Video: MIT SENSEable City Lab

The “slower is faster” approach

To see why the system could at least work in theory, consider what the researchers call the “slower is faster” effect. When passengers board an airplane, they tend to move faster if they are in smaller clusters that keep going steadily, as opposed to a scenario in which everyone crowds around the entrance, creating a giant bottleneck.

“The ‘slower is faster’ effect has been observed in many other contexts related to flow of entities, for instances pedestrians through a narrow space,” Santi explains.

As pertains to automotive traffic, Santi continues, “If you need to slow down the vehicles because there is a lot of traffic, you slow them down early in the road, so they approach the intersection at slow speed, but then when they cross, you use the best speed.”

By “early,” Santi means that control of intelligent vehicles in the proposed system would occur not just at intersections but on the road segments leading to them.

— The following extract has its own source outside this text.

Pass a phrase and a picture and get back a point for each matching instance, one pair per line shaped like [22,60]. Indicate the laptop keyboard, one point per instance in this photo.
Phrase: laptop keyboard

The modeling in the paper also finds that the most efficient traffic flow puts vehicles together in batches — like those smaller groups of passengers boarding a plane — and then slides them through the intersection accordingly.

“It’s like you use build the phases of a traffic light dynamically,” Santi says.

A city of slot cars

If the key to a light-free, enjoyably efficient traffic intersection is controlling the speeds of cars as they approach intersections, however, it raises further questions. In many cities, intersections with lights are often placed relatively close to each other. So how would the dynamics of traffic at one intersection propagate through a whole urban network of roads?

Ratti acknowledges the centrality of this issue and says it is currently the subject of additional study by some of the same researchers.

“If you start from the intersection, this propagates to the city level,” he says. “Part of the work we’re doing is studying that propagation.”

Still, despite the complexities that might create, Ratti thinks the intersection-first theoretical approach to urban traffic will prove beneficial: “Because the intersection is the crucial point, once you solve the intersection, it has a beneficial effect on the whole system.”